We departed Nairobi early, and headed to Emali where we turned off the A109 and onto the C102 that heads to Olioitoktok.
We took a breather in Emali for fruits and veggie shopping from Kaleche’s.
She has very good customer service, giving us slices of oranges and watermelon to welcome us to her stall. And those were some of the juiciest fruits I’ve sank my teeth into in a while.
Bumps on the highway at Emali make motorists slow down, presenting an opportune moment for hawkers to sell wares to them.
The Emali – Oiloitoktok (C102) highway had little traffic as usual and in slightly more than an hour, we were at Oloitoktok, where we went through the necessary documentation and crossed into Tarakea.
Our first agenda after changing money was getting some lunch. With ugali and fish in our tummies, we proceeded towards Chala as the sun set.
Mawenzi, Kilimanjaro’s second peak, was sheltering us from the strong rays of the sun so well, we stopped to reward it with some portraits.
The moment the flying cameras took to the skies, a crowd gathered to view the spectacle with us.
We got to Lake Chala Lodge’s campsite under the cover of dark. Leaking skies didn’t dampen our spirits thanks to the great help we received from the staff there in lighting the campfire and finding an ideal place to pitch our tents.
The following morning revealed the beauty of the place we’d call home for two days.
After breakfast, we ventured out to the lake to indulge in the reason for this trip – doof mpararo.
Doof is the splashing sound one makes when they enter a mass of water.
Mpararo is the phenomenon of meero skin turning whitish after swimming in water without chlorine.
Meero is a nyeuthi.
Nyeuthi is a black person.
In between swimming breaks, we kept capturing the beauty of Lake Chala.
I spotted this crustacean hanging between branches and decided to go to town on it.
Any slight change of shooting angle produced a very different photo.
We had grand plans of shooting the Milky Way at night but the clouds had grand plans as well.
The following morning, we woke up early to catch the sunrise.
It wasn’t too magnificent but we made the best of it.
Over in the horizon is Kenya’s Tsavo West National Park.
Wamai and I catching the sunrise from the Lake Chala Lodge lounge.
The previous night, Kanyingi had shared an Instagram photo of Kikuletwa Hot Springs, which are about 70km from Lake Chala.
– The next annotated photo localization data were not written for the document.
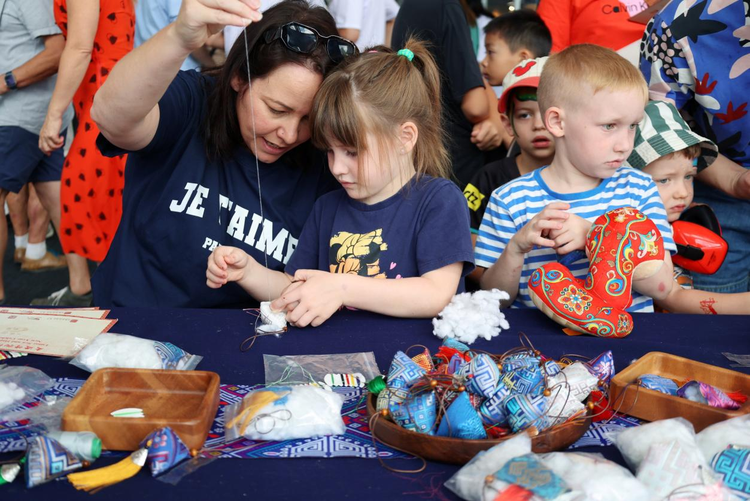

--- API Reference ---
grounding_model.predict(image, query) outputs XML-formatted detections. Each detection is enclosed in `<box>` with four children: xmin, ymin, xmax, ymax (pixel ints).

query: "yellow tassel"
<box><xmin>67</xmin><ymin>448</ymin><xmax>147</xmax><ymax>492</ymax></box>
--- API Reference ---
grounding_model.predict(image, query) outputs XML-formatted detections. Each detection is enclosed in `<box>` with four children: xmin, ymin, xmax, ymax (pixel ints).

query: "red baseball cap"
<box><xmin>498</xmin><ymin>56</ymin><xmax>548</xmax><ymax>114</ymax></box>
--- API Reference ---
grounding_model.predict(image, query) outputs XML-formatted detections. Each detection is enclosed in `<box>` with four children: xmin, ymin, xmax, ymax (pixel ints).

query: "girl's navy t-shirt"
<box><xmin>93</xmin><ymin>70</ymin><xmax>336</xmax><ymax>308</ymax></box>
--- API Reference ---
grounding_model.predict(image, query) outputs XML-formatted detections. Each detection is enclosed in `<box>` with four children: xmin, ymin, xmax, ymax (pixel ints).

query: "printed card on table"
<box><xmin>0</xmin><ymin>307</ymin><xmax>109</xmax><ymax>319</ymax></box>
<box><xmin>0</xmin><ymin>312</ymin><xmax>117</xmax><ymax>357</ymax></box>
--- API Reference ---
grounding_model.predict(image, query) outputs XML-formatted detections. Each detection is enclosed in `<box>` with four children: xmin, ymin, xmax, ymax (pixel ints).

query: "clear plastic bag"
<box><xmin>263</xmin><ymin>352</ymin><xmax>381</xmax><ymax>386</ymax></box>
<box><xmin>69</xmin><ymin>333</ymin><xmax>202</xmax><ymax>372</ymax></box>
<box><xmin>223</xmin><ymin>385</ymin><xmax>345</xmax><ymax>442</ymax></box>
<box><xmin>0</xmin><ymin>365</ymin><xmax>54</xmax><ymax>412</ymax></box>
<box><xmin>0</xmin><ymin>396</ymin><xmax>71</xmax><ymax>434</ymax></box>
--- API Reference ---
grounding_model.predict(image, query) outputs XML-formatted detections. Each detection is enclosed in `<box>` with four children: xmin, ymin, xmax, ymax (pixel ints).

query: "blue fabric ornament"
<box><xmin>465</xmin><ymin>354</ymin><xmax>501</xmax><ymax>398</ymax></box>
<box><xmin>377</xmin><ymin>386</ymin><xmax>409</xmax><ymax>414</ymax></box>
<box><xmin>711</xmin><ymin>446</ymin><xmax>750</xmax><ymax>499</ymax></box>
<box><xmin>502</xmin><ymin>353</ymin><xmax>540</xmax><ymax>373</ymax></box>
<box><xmin>391</xmin><ymin>391</ymin><xmax>437</xmax><ymax>435</ymax></box>
<box><xmin>140</xmin><ymin>426</ymin><xmax>191</xmax><ymax>477</ymax></box>
<box><xmin>447</xmin><ymin>353</ymin><xmax>465</xmax><ymax>375</ymax></box>
<box><xmin>638</xmin><ymin>374</ymin><xmax>678</xmax><ymax>395</ymax></box>
<box><xmin>25</xmin><ymin>436</ymin><xmax>83</xmax><ymax>488</ymax></box>
<box><xmin>505</xmin><ymin>394</ymin><xmax>551</xmax><ymax>433</ymax></box>
<box><xmin>387</xmin><ymin>351</ymin><xmax>426</xmax><ymax>390</ymax></box>
<box><xmin>436</xmin><ymin>392</ymin><xmax>487</xmax><ymax>439</ymax></box>
<box><xmin>542</xmin><ymin>360</ymin><xmax>561</xmax><ymax>377</ymax></box>
<box><xmin>501</xmin><ymin>362</ymin><xmax>544</xmax><ymax>396</ymax></box>
<box><xmin>480</xmin><ymin>384</ymin><xmax>510</xmax><ymax>426</ymax></box>
<box><xmin>495</xmin><ymin>453</ymin><xmax>570</xmax><ymax>500</ymax></box>
<box><xmin>442</xmin><ymin>338</ymin><xmax>470</xmax><ymax>353</ymax></box>
<box><xmin>586</xmin><ymin>350</ymin><xmax>615</xmax><ymax>384</ymax></box>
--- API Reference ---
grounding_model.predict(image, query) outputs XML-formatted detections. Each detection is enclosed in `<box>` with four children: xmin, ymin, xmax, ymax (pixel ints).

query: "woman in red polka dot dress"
<box><xmin>37</xmin><ymin>0</ymin><xmax>134</xmax><ymax>306</ymax></box>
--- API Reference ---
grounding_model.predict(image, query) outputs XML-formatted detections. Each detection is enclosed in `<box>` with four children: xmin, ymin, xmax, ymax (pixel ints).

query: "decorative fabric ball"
<box><xmin>638</xmin><ymin>374</ymin><xmax>679</xmax><ymax>395</ymax></box>
<box><xmin>505</xmin><ymin>394</ymin><xmax>551</xmax><ymax>434</ymax></box>
<box><xmin>140</xmin><ymin>426</ymin><xmax>191</xmax><ymax>477</ymax></box>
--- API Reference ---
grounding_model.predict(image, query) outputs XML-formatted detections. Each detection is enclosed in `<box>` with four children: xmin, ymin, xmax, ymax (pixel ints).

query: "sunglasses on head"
<box><xmin>264</xmin><ymin>22</ymin><xmax>358</xmax><ymax>64</ymax></box>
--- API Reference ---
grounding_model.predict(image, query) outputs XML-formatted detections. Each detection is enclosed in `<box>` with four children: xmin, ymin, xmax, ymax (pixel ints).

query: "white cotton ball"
<box><xmin>432</xmin><ymin>289</ymin><xmax>510</xmax><ymax>345</ymax></box>
<box><xmin>260</xmin><ymin>301</ymin><xmax>287</xmax><ymax>330</ymax></box>
<box><xmin>0</xmin><ymin>381</ymin><xmax>27</xmax><ymax>410</ymax></box>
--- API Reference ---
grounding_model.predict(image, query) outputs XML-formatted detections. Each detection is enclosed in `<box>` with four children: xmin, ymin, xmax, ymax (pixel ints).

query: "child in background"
<box><xmin>464</xmin><ymin>57</ymin><xmax>554</xmax><ymax>286</ymax></box>
<box><xmin>465</xmin><ymin>57</ymin><xmax>554</xmax><ymax>236</ymax></box>
<box><xmin>207</xmin><ymin>41</ymin><xmax>474</xmax><ymax>327</ymax></box>
<box><xmin>480</xmin><ymin>10</ymin><xmax>551</xmax><ymax>88</ymax></box>
<box><xmin>626</xmin><ymin>101</ymin><xmax>750</xmax><ymax>314</ymax></box>
<box><xmin>476</xmin><ymin>44</ymin><xmax>676</xmax><ymax>311</ymax></box>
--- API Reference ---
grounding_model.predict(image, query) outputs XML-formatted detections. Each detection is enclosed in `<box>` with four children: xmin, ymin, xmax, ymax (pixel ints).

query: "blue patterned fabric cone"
<box><xmin>638</xmin><ymin>374</ymin><xmax>678</xmax><ymax>395</ymax></box>
<box><xmin>387</xmin><ymin>351</ymin><xmax>426</xmax><ymax>390</ymax></box>
<box><xmin>501</xmin><ymin>363</ymin><xmax>544</xmax><ymax>396</ymax></box>
<box><xmin>678</xmin><ymin>381</ymin><xmax>740</xmax><ymax>409</ymax></box>
<box><xmin>543</xmin><ymin>360</ymin><xmax>561</xmax><ymax>377</ymax></box>
<box><xmin>711</xmin><ymin>446</ymin><xmax>750</xmax><ymax>499</ymax></box>
<box><xmin>465</xmin><ymin>354</ymin><xmax>501</xmax><ymax>398</ymax></box>
<box><xmin>377</xmin><ymin>386</ymin><xmax>409</xmax><ymax>413</ymax></box>
<box><xmin>495</xmin><ymin>454</ymin><xmax>570</xmax><ymax>499</ymax></box>
<box><xmin>505</xmin><ymin>394</ymin><xmax>551</xmax><ymax>433</ymax></box>
<box><xmin>436</xmin><ymin>392</ymin><xmax>487</xmax><ymax>439</ymax></box>
<box><xmin>480</xmin><ymin>384</ymin><xmax>510</xmax><ymax>426</ymax></box>
<box><xmin>586</xmin><ymin>350</ymin><xmax>615</xmax><ymax>384</ymax></box>
<box><xmin>25</xmin><ymin>436</ymin><xmax>83</xmax><ymax>488</ymax></box>
<box><xmin>502</xmin><ymin>353</ymin><xmax>540</xmax><ymax>373</ymax></box>
<box><xmin>442</xmin><ymin>338</ymin><xmax>470</xmax><ymax>353</ymax></box>
<box><xmin>140</xmin><ymin>426</ymin><xmax>191</xmax><ymax>477</ymax></box>
<box><xmin>447</xmin><ymin>353</ymin><xmax>466</xmax><ymax>375</ymax></box>
<box><xmin>391</xmin><ymin>391</ymin><xmax>437</xmax><ymax>435</ymax></box>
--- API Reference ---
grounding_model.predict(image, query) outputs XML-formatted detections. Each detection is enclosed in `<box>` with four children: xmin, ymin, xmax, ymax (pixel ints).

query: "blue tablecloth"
<box><xmin>3</xmin><ymin>307</ymin><xmax>749</xmax><ymax>499</ymax></box>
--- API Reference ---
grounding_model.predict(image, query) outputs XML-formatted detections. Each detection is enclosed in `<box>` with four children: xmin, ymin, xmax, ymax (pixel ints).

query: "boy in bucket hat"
<box><xmin>625</xmin><ymin>100</ymin><xmax>750</xmax><ymax>314</ymax></box>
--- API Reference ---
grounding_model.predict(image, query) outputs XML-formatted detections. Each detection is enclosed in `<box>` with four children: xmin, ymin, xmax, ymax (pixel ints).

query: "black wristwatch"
<box><xmin>4</xmin><ymin>71</ymin><xmax>18</xmax><ymax>90</ymax></box>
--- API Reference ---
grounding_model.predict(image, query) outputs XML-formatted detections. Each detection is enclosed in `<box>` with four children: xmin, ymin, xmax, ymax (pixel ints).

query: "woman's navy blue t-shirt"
<box><xmin>93</xmin><ymin>70</ymin><xmax>336</xmax><ymax>308</ymax></box>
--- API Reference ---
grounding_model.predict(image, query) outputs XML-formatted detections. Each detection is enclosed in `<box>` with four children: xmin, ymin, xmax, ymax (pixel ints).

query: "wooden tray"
<box><xmin>610</xmin><ymin>352</ymin><xmax>750</xmax><ymax>432</ymax></box>
<box><xmin>366</xmin><ymin>393</ymin><xmax>591</xmax><ymax>465</ymax></box>
<box><xmin>62</xmin><ymin>368</ymin><xmax>220</xmax><ymax>451</ymax></box>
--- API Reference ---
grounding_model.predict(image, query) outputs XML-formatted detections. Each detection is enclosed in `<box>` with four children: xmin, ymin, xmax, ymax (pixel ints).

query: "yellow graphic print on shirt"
<box><xmin>329</xmin><ymin>230</ymin><xmax>388</xmax><ymax>278</ymax></box>
<box><xmin>463</xmin><ymin>183</ymin><xmax>485</xmax><ymax>212</ymax></box>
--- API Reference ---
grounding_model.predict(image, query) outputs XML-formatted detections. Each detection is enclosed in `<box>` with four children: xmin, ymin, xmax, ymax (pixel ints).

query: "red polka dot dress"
<box><xmin>54</xmin><ymin>0</ymin><xmax>134</xmax><ymax>261</ymax></box>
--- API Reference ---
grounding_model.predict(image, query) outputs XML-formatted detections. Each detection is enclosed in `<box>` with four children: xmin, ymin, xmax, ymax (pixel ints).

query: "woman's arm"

We decided to change our plans for a second day of swimming in Chala and find Kikuletwa.
The journey there took us 4 hours because of the speed restrictions in Tanzania and occasional shooting stops.
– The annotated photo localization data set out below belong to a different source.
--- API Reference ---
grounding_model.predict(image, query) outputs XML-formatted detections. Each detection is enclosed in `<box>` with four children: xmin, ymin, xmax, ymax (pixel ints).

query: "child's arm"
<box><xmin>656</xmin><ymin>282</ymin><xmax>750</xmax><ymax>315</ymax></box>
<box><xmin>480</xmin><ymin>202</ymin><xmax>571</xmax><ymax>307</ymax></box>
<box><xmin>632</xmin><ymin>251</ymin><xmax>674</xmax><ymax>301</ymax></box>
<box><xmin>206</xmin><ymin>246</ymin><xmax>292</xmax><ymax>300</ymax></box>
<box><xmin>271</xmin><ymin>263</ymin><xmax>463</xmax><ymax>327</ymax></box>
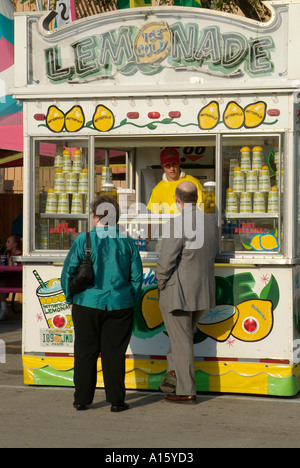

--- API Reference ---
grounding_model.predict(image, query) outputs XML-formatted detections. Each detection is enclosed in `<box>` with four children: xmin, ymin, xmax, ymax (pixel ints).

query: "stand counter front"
<box><xmin>22</xmin><ymin>262</ymin><xmax>300</xmax><ymax>397</ymax></box>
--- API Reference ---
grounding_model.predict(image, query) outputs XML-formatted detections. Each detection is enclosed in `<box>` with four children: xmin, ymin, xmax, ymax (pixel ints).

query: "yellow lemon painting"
<box><xmin>223</xmin><ymin>102</ymin><xmax>244</xmax><ymax>129</ymax></box>
<box><xmin>46</xmin><ymin>105</ymin><xmax>65</xmax><ymax>133</ymax></box>
<box><xmin>232</xmin><ymin>299</ymin><xmax>273</xmax><ymax>342</ymax></box>
<box><xmin>244</xmin><ymin>102</ymin><xmax>267</xmax><ymax>128</ymax></box>
<box><xmin>198</xmin><ymin>101</ymin><xmax>220</xmax><ymax>130</ymax></box>
<box><xmin>65</xmin><ymin>106</ymin><xmax>85</xmax><ymax>133</ymax></box>
<box><xmin>93</xmin><ymin>105</ymin><xmax>115</xmax><ymax>132</ymax></box>
<box><xmin>250</xmin><ymin>233</ymin><xmax>279</xmax><ymax>251</ymax></box>
<box><xmin>141</xmin><ymin>288</ymin><xmax>164</xmax><ymax>330</ymax></box>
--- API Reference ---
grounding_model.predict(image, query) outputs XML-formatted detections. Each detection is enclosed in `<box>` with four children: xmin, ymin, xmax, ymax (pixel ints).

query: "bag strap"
<box><xmin>86</xmin><ymin>232</ymin><xmax>91</xmax><ymax>257</ymax></box>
But changing our plans was a decision we didn’t regret.
Located about 17kms south of Boma la Ng’ombe, which is between Arusha and Moshi, Kikuletwa immediately jumped to the top of the list of best place to doof mpararo in East Africa. The waters are azure blue with fish that give a free pedicure as you swim in the warm, clear waters.
Makeni checking into Kikuletwa.
I haven’t found much information about Kikuletwa online but I believe the waters sip underground from Kilimanjaro’s peaks and appear here, creating pools that make this the perfect place to cool off on a hot day.
At around 5pm and with more than 6 hours standing between us and Nairobi, we got out of the waters and started making the journey back home.
Then God decided to turn the sunset a couple of orange hues warmer, making us stop at a railway crossing and shoot away.
The clouds parted for a few moments and Kilimanjaro’s Kibo peak took in the sunshine.
Then it was back to shooting the sunset on the railway.
A flat tyre and several sleep-chasing stops along the way, we got back to Nairobi at around 3am, tired from all the swimming and hours on the road, but happy that we’d enjoyed two of the best doof mpararo destinations in East Africa.